Annie olhou para o irmão, que tremia quase imperceptivelmente. Não achou que pudessem ter problemas com uma convivência forçada por algumas horas. Ela afirmou com a cabeça. David murmurou um "Certo" relutante.

O diretor pegou uma miniatura da estátua dos Irmãos Mágicos, que ela vira certa vez no saguão da sede do Ministério. Entregou para eles, que a seguraram juntos.

'- Não percam essa chave de Portal. Ela é oficial, e os trará de volta a Hogwarts no horário combinado.

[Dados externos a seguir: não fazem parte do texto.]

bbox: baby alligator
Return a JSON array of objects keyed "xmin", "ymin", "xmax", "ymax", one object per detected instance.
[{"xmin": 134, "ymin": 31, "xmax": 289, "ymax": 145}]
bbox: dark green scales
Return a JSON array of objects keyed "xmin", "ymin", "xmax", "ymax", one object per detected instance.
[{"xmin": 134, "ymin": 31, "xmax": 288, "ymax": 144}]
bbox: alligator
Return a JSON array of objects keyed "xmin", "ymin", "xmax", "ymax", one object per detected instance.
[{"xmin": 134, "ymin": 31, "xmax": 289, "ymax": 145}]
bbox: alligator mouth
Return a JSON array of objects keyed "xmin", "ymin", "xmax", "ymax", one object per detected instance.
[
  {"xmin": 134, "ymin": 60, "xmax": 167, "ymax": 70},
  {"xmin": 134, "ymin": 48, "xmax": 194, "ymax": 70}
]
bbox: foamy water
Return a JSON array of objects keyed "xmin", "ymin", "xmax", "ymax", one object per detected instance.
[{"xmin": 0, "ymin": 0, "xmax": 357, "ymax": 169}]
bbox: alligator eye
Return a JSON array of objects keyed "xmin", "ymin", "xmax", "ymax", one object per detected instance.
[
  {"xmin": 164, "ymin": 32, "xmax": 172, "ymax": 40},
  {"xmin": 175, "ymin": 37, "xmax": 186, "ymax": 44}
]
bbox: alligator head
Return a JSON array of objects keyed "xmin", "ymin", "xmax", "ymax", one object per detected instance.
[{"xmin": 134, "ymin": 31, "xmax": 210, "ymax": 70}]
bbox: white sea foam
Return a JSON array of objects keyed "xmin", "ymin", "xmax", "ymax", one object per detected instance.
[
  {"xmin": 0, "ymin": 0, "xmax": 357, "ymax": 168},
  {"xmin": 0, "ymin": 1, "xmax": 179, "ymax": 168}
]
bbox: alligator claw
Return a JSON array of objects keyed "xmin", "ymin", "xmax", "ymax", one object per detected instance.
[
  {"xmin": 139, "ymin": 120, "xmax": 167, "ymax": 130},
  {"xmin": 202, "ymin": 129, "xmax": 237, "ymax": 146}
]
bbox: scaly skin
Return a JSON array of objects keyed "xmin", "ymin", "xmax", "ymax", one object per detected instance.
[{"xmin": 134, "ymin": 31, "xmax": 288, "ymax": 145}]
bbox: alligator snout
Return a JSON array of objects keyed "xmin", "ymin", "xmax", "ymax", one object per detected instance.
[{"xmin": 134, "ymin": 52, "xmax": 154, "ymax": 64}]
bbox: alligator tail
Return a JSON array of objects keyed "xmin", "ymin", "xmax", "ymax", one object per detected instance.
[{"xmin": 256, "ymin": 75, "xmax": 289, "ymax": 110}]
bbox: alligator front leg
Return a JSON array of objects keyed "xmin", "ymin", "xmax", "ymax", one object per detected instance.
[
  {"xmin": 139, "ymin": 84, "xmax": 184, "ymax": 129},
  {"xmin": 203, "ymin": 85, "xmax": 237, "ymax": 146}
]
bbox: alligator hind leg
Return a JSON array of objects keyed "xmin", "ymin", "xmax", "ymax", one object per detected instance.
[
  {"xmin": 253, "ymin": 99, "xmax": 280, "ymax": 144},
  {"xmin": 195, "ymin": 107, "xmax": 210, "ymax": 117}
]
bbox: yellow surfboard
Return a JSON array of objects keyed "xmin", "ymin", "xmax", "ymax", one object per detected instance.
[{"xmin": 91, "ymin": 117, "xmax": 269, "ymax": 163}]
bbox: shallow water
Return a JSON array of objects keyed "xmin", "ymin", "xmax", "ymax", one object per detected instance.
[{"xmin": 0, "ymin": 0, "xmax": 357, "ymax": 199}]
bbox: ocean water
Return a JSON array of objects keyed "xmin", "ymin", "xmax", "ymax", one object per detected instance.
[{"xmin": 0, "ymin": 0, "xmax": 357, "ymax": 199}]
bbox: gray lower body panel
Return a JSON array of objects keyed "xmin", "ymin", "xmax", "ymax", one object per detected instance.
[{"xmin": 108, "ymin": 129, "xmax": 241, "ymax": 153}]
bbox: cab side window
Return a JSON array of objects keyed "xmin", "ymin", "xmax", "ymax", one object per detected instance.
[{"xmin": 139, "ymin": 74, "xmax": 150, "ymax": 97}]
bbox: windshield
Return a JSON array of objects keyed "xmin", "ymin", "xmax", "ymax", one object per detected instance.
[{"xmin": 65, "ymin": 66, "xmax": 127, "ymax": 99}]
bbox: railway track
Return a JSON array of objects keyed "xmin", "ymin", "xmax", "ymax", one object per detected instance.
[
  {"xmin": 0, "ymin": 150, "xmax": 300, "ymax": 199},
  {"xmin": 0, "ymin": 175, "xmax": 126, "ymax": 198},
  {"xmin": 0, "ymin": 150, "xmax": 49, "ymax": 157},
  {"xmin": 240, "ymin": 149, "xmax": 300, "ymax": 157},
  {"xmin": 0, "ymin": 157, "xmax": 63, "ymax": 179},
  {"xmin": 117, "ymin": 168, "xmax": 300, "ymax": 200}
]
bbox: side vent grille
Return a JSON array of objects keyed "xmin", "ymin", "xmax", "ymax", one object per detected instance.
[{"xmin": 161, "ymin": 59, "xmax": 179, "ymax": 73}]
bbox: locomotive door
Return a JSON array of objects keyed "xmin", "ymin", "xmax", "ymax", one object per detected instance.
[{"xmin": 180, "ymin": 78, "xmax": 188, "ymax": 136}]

Eles assentiram com a cabeça, e Dumbledore acionou a chave. Ann sentiu o tradicional puxão na altura do umbigo, e fechou os olhos para não ficar tonta. Assim que os abriu novamente, estava no jardim da casa, caída na grama.

David levantou-se espanando a poeira e grama das vestes, e iniciou seu caminho até a porta da frente. Ela hesitou um pouco, observando a casa que esperava ver pela última vez.

Casarão era realmente o nome perfeito para aquele lugar. De imensa área e dois andares, sua imponência ficava evidente logo ao primeiro olhar. A madeira escura e bem polida das paredes parecia não sofrer tanto a ação do tempo, apesar dos séculos atribuídos à construção. As janelas grandes e portas altas tinham entalhes artísticos, e o telhado no tradicional estilo europeu parecia ter várias chaminés. O jardim, onde a garota permanecia sentada, era bem cuidado, e a grama verde estava úmida. Porém, não havia uma única flor, apenas algumas folhagens, e altos pinheiros na parte de trás.

Annie levantou-se finalmente, e, tomando o caminho de pedras até a casa, segurou-se para não dar meia-volta e sair correndo dali. Entrou na casa e fechou a pesada porta, acionando assim os feitiços de disfarce e proteção contra trouxas existentes.

Logo que entrou no hall escuro e pisou o tapete felpudo, ela teve a mesma sensação de prisão que sempre tinha ao voltar para casa. Ouviu passos, e concluiu que David já fora até o quarto. Também ela abandonou o hall para passar à sala de visitas, que ainda continha alguns poucos sinais de luta. Compreensível: Voldemort matava da maneira mais limpa possível.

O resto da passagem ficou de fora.